The magic thing about macros is that you will inject a lot of code, and all the identifiers in that code will remember where they were born: in a quasi in a macro somewhere. That's the context in which they will do the lookup, not the "here" of the mainline code. Et voilà, hygiene.

We still allow identifiers to be synthetically created (using object construction syntax) without such a context. This makes them "detached", and the idea is that this will provide a little bit of a safety vent for when people explicitly want to opt out of hygiene. The Common Lisp and Scheme people seem to agree that there are plenty of such cases.

Second insight: there are two ways to create a program

So we know that Qtrees are formed by the parser going over a program, analyzing it, and spitting out Q objects that hang together in neat ways. We know that this process is always "safe", because we trust the parser and the parser is nice.

But in 007 where Q objects are in some sense regular objects, and they can be plugged together in all kinds of way by the user, anything could happen. The user is not necessarily nice — as programmers we take this as a self-evident truth. Someone could try to cram a return statement into a trait! Or drop a parameter list into a constant declaration. There are combinations of horrors that could be imagined.

So there have to be rules. Kind of like a HTML DOM tree is not allowed to look any which way it wants. We haven't set down those rules in stone yet in 007, but I suspect we will, and I suspect it will be informative.

(The challenging thing is when we try to combine this idea of restriction with the idea of extending the language. Someone wants to introduce optional parameters. Ok, let's say there's a process for doing that. Now the first obstacle is the rule that says that a parameter consists of just an identifier and nothing else. Once you've negotiated with that rule and convinced it to loosen up, you still have various downstream tools such as linters and code formatters you need to talk to. The problem is not unsolvable as such, just... the right kind of "interesting".)

But it doesn't end with just which nesting relationships — there's a certain sense in which a completely synthetically constructed Qtree isn't yet part of the program as such. For example, it contains variable declarations, but those variable haven't been declared yet. It contains macro calls, but those macros haven't been applied yet. And so on. All of those little things need to happen as the synthetic Qtree is introduced into the bigger program. We currently call this process checking, but the name may change.

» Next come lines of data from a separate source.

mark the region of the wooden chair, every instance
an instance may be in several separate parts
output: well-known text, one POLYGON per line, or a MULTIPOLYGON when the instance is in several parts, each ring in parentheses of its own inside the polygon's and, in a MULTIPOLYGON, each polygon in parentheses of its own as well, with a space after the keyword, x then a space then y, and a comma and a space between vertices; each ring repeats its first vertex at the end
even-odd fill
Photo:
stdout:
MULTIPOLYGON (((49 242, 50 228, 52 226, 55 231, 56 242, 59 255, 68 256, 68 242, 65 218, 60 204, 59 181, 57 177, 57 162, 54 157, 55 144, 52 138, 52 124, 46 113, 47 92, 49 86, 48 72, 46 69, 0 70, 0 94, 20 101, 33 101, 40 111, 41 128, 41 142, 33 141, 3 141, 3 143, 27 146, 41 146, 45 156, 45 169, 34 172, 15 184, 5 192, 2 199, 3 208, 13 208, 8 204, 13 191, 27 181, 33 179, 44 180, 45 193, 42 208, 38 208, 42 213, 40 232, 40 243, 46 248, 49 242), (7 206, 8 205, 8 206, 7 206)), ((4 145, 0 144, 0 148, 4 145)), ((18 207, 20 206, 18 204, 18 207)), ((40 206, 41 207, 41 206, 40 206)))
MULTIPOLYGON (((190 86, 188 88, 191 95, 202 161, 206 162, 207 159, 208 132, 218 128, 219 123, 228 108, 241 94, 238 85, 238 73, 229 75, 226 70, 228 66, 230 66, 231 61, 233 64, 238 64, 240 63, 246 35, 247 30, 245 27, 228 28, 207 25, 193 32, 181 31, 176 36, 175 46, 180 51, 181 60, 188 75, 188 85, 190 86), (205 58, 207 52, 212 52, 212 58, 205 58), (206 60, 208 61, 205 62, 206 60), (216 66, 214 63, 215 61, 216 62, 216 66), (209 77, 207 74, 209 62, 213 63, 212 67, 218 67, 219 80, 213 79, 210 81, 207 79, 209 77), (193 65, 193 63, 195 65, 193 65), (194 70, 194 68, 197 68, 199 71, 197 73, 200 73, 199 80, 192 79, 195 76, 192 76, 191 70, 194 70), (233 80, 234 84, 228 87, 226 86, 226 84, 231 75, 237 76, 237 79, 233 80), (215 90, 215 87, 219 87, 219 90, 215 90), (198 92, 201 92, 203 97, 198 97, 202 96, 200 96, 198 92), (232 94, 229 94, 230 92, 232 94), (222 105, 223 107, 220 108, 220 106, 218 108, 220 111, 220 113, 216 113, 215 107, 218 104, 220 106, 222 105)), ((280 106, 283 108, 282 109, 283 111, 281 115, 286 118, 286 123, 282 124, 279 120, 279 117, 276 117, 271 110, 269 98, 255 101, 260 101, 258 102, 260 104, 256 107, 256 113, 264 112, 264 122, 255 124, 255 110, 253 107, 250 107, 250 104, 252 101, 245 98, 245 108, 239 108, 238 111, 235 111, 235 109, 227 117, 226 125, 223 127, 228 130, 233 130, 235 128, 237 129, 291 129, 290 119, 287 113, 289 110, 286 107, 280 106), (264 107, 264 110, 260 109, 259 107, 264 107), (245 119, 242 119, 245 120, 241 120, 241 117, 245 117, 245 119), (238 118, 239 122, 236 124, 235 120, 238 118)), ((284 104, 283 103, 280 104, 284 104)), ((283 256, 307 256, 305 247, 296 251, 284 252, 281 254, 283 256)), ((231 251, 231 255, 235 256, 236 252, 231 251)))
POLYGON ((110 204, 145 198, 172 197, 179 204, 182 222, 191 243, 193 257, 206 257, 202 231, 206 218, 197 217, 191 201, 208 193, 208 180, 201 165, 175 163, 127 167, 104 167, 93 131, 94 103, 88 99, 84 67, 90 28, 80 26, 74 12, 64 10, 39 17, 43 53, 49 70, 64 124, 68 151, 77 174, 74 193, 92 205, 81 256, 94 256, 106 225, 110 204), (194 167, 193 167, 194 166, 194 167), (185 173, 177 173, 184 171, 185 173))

Parsing and checking are like two sides of the same coin. Parsing is, in the end, just a way to convince the compiler that a piece of program text is actually a 007 program. Checking is just a way to convince the compiler that a Qtree is actually a 007 program (fragment). We've grown increasingly confident in the idea of checking, partly because we're using it quite heavily in our test suite.

But why stop there? Having two code paths is no fun, and in a sense parsing is just a special case of checking! Or, more exactly, parsing is a very optimized form of checking, where we make use of the textual medium having certain strengths. Why are identifiers limited to the character set of alphanumerics and underscores (and, in Perl 6, hyphens and apostrophes)? Mostly because that's a way for the parser to recognize an identifier. There's nothing at all that prevents us from creating a synthetic Q::Identifier with the name , and there's nothing at all that prevents the checker from processing that correctly and generating a correct program.

It seems to me that the work forwards is to explore the exact relationship between text and Qtrees, between parsing and checking, and to set up sensible rules within which people can write useful macros.

Expect to hear more about 007 in 2016. See you on the other side!